Moreover, regarding the ‘particular situation of vulnerability’ claimed by the applicant due to his age as a minor, the court affirmed that while unaccompanied minors are indeed a particularly vulnerable group, this status alone cannot, in the abstract, be sufficient to conclude that any unaccompanied minor is at risk of treatment contrary to Article 3 of the ECHR and Article 4 of the EU Charter in the Member State where they have international protection. The court also considered the document submitted by the applicant supporting his claim of a "state of stress and uncertainty regarding his administrative situation." It noted that these documents were produced after the contested decision had been made. The court ruled that the administrative authority could not be criticized for not considering matters that were not submitted in a timely manner, as the court could not take into account facts or legislative or regulatory changes that occurred after the decision was made. It also noted that neither the applicant nor his representative mentioned any health issues during the interview with the Ministry.
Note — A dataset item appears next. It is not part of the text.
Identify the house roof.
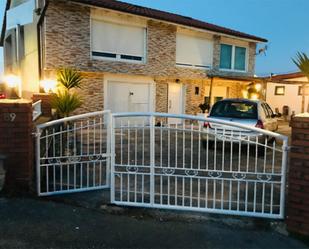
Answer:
[71,0,267,42]
[271,72,305,80]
As regards the applicant’s plea alleging infringement of his right to private and family life, the court found that that the applicant did not refer to a personal and close relationship with his uncle, who is a beneficiary of international protection in Luxembourg, which may fall within the scope of Article 8 of the ECHR. The court noted that the applicant’s uncle had submitted a family reunification application for his sister and her six children, including the applicant. This application was first rejected by a ministerial decision on 27 October 2020, and later, following an appeal, by another ministerial decision on 5 February 2021. It also observed that when the applicant arrived in Luxembourg in March 2024, his uncle refused to take responsibility for him. The court further noted that the applicant did not mention his uncle or provide any information about their relationship during the interview with the Ministry. His ad hoc administrator merely stated at the end of the hearing that the applicant had come to Luxembourg because his uncle resided there. The court noted that the applicant stated that, although his uncle had refused to take responsibility for him, he still maintained a relationship of trust with him. However, the court found that the applicant did not provide any supporting evidence, such as a testimonial certificate from his uncle. Hence, it concluded that the applicant failed to demonstrate sufficiently real and close links with his uncle that would fall under the scope of Article 8 of the ECHR. As a result, it found no violation of that article.
Finally, regarding the applicant’s plea alleging infringement of the best interests of the child, the court confirmed the assessment that it was in the applicant’s best interests to return to Greece, where he already held international protection. This conclusion was based on several factors: first, no disproportionate harm was caused to the applicant's private and family life, as established in the previous findings regarding Article 8 ECHR; second, it had been concluded that there was no risk of the applicant facing extreme material deprivation of such gravity that it could be equated with inhuman or degrading treatment upon return to Greece; and third, there was no specific evidence submitted to suggest that the applicant could not continue his education in Greece. Thus, the court concluded that it had not been established that the applicant’s best interests would not be safeguarded upon return to Greece, and therefore rejected his plea on this matter as well. Conclusively, the appeal was dismissed as unfounded.